La autarquía es la crónica pretensión de autosuficiencia, de tener un destino manifiesto, una misión providencial. De ahí la obsesión por liderar bloques latinos y terceras posiciones, grupos de Puebla y Patrias Grandes, para “liberar” el continente y “redimir” al pueblo. Una vocación imperial para sublimar un complejo, una identidad no resuelta. Su corolario es el infantil nacionalismo que alimenta pensamientos nacionales, institutos Patria, cátedras nacionales, todos nombres de un léxico falangista al que todo le parece “colonial”. Su última expresión, la “batalla por la carne” del Gobierno, evoca la batalla por el trigo de Mussolini, la gran zafra de Castro; revela una idea grotesca y trivial del mundo, donde la interdependencia es vital y la autarquía, suicidio. Así, los países más abiertos acceden a las vacunas gracias a las redes de amistad y cooperación construidas a lo largo del tiempo y la Argentina sufre el aislamiento cultivado con meticulosidad. Como ya pasó muchas veces, el máximo de soberanía retórica produce el mínimo de soberanía real: quien puede cruza las fronteras para vacunarse donde se pueda.
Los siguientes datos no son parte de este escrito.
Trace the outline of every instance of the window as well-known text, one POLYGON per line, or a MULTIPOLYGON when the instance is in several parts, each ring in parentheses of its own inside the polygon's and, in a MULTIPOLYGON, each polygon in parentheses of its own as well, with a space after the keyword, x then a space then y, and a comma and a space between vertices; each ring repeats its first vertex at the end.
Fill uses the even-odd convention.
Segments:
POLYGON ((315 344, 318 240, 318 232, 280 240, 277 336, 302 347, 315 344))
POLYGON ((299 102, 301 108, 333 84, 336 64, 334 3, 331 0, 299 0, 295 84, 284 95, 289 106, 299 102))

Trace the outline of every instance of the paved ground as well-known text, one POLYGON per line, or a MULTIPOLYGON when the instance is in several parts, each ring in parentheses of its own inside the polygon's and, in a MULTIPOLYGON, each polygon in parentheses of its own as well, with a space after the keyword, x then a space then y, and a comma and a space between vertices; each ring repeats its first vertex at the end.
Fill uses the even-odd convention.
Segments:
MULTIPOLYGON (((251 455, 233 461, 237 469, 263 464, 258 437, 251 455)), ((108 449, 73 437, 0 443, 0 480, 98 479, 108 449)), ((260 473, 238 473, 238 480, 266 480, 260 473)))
La burocracia se explica por sí misma. Instrumento clave del “destino nacional”, el Estado es el botín político de pandillas sindicales, tierra de conquista de clientelas electorales, fondo común de movimientos sociales y corporaciones empresariales. Su tamaño es inversamente proporcional a su eficiencia; su costo, a su utilidad. Más que para el buen gobierno, sirve para perpetuarse en el poder. Cuando el fuego arde y el peligro acecha, como ahora, es demasiado tarde para remediarlo. Hay Estados mucho más delgados y baratos que vacunan más y mejor.
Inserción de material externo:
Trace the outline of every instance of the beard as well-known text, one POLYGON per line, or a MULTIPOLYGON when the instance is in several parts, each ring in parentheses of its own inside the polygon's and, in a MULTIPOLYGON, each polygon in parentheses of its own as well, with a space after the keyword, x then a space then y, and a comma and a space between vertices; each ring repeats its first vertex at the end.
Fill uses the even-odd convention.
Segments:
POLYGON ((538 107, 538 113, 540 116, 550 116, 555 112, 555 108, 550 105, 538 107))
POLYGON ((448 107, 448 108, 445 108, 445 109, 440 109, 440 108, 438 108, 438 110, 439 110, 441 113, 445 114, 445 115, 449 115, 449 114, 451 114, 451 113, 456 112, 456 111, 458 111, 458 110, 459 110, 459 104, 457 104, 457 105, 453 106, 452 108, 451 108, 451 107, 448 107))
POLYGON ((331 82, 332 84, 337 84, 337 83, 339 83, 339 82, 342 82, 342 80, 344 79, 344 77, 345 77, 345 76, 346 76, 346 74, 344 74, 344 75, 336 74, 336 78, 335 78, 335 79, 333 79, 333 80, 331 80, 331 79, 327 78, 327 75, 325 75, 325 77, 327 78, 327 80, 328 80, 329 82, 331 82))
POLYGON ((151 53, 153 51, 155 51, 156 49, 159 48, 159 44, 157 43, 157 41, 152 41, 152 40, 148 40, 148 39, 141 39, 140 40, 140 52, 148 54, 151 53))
Por último está la teología. Noble disciplina, no merecería un juicio severo si no fuera porque el triunfo de la “nación católica” la ha elevado a árbitro de todas las demás, de la política a la economía, de la educación a la administración. Su hegemonía es tan abrumadora que pasa desapercibida. Movidos por la impaciencia ética o por la piedad iracunda, entregados a las buenas intenciones más que a las intenciones realistas, ansiosos por ganarse el certificado de fidelidad a la “cultura del pueblo” que todo lo legitima y sacraliza, los gobiernos nacional- populares gastan más de lo que recaudan y distribuyen lo que no producen, celebran la santa pobreza y combaten la prosperidad. ¿Productividad, sostenibilidad, competitividad, fiabilidad? Palabras prohibidas, pecados materialistas, “paradigmas tecnocráticos” ajenos a la idiosincrasia nacional. ¡Que nadie se sorprenda de que no haya con qué comprar vacunas, de que pocos acepten los pagarés argentinos!
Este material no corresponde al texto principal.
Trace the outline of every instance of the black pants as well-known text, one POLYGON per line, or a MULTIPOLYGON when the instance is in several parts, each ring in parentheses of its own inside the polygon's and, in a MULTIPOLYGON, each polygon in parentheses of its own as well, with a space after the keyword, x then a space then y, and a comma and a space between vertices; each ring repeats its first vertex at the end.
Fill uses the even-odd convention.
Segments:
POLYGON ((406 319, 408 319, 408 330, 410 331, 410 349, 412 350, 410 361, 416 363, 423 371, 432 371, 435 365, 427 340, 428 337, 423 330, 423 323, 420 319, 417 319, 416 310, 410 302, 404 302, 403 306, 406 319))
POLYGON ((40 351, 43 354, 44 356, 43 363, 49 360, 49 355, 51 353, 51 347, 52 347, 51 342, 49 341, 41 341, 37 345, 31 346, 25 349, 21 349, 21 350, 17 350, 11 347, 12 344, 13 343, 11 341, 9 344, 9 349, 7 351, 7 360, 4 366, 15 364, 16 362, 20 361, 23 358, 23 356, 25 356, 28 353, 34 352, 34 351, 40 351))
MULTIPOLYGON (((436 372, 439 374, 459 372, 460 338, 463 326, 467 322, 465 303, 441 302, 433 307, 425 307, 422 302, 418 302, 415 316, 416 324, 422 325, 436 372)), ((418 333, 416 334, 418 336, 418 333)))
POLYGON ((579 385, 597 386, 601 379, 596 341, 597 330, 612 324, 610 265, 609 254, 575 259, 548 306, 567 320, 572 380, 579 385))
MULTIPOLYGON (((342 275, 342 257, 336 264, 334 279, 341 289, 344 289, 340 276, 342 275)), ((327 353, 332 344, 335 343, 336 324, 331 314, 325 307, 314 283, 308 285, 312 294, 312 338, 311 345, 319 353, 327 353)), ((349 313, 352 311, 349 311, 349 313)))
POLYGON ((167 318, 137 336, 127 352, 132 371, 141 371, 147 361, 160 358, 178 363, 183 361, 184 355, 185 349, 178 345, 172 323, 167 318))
Enemiga del comercio y desdeñosa hacia el dinero, consagrada a los héroes y los santos, la Argentina nacionalista se embelesa en su superioridad moral. ¿Las vacunas? Solidarios y desinteresados, los hermanos en la fe, los amigos ideológicos, los Putin o los López Obrador, ayudarán. Mientras tanto, el tiempo pasa, la tortuga avanza despacio, el regreso a la vida es un espejismo. Tal vez, además de ser más eficaces y funcionales, las “cínicas” sociedades comerciales, las “egoístas” economías de mercado, las “individualistas” democracias abiertas sean también más morales, más atentas a la vida de las personas. Reconstruir la confianza, abrirse al mundo, racionalizar la administración, secularizar la vida pública: un buen programa para no repetir errores.